Effect of the mGlu4 positive allosteric modulator ADX-88178 on parkinsonism, psychosis-like behaviours and dyskinesia in the MPTP-lesioned marmoset.

Abstract

Positive allosteric modulation of metabotropic glutamate type 4 (mGlu4) receptors is a promising strategy to alleviate parkinsonian disability and L-3,4-dihydroxyphenylalanine (L-DOPA) induced dyskinesia. ADX-88178 is a highly selective mGlu4 positive allosteric modulator (PAM) that previously enhanced the anti-parkinsonian action of L-DOPA in the 6-hydroxydopamine-lesioned rat model of Parkinson's disease (PD).
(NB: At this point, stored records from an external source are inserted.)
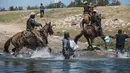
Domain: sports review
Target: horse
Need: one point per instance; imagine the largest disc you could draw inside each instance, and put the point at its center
(20, 40)
(90, 32)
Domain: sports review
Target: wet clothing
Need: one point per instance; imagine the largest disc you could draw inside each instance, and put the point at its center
(41, 11)
(31, 23)
(95, 19)
(120, 40)
(86, 9)
(66, 46)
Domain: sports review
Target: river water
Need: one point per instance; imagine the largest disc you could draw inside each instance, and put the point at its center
(59, 65)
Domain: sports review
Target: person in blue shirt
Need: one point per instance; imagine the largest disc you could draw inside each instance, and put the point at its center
(42, 10)
(120, 40)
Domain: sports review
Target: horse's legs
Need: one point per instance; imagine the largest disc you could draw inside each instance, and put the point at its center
(78, 36)
(17, 51)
We sought to explore the effects of ADX-88178 on psychosis-like behaviours (PLBs) in the 1-methyl-4-phenyl-1,2,3,6-tetrahydropyridine (MPTP)-lesioned marmoset. We also aimed to determine the effect of ADX-88178 on parkinsonism and dyskinesia. Six MPTP-lesioned marmosets were administered L-DOPA chronically to induce stable PLBs and dyskinesias. They were then administered ADX-88178 (0.01, 0.1 and 1mg/kg) or vehicle, in combination with L-DOPA/benserazide (15/3.75mg/kg), both sub-cutaneously, in a randomised fashion. PLBs, parkinsonism and dyskinesia were then measured. ADX-88178 mildly worsened global PLBs at the dose of 1mg/kg (by 13%, P = 0.020). L-DOPA alone conferred 158min of on-time, while the duration of on-time was 212min (34% increase, P = 0.011), after adding ADX-88178 1mg/kg to L-DOPA. Accordingly, ADX-88178 1mg/kg reduced global parkinsonian disability, by 38% (P = 0.0096). ADX-88178 1mg/kg diminished peak dose dyskinesia by 34% (P = 0.015). Minimal effects were provided by lower doses. Whereas these results provide additional evidence of the anti-parkinsonian and anti-dyskinetic effects of mGlu4 positive allosteric modulation as an adjunct to L-DOPA, they also suggest that ADX-88178 may exacerbate dopaminergic psychosis. Further studies are needed to evaluate this possible adverse effect of mGlu4 PAMs on PD psychosis.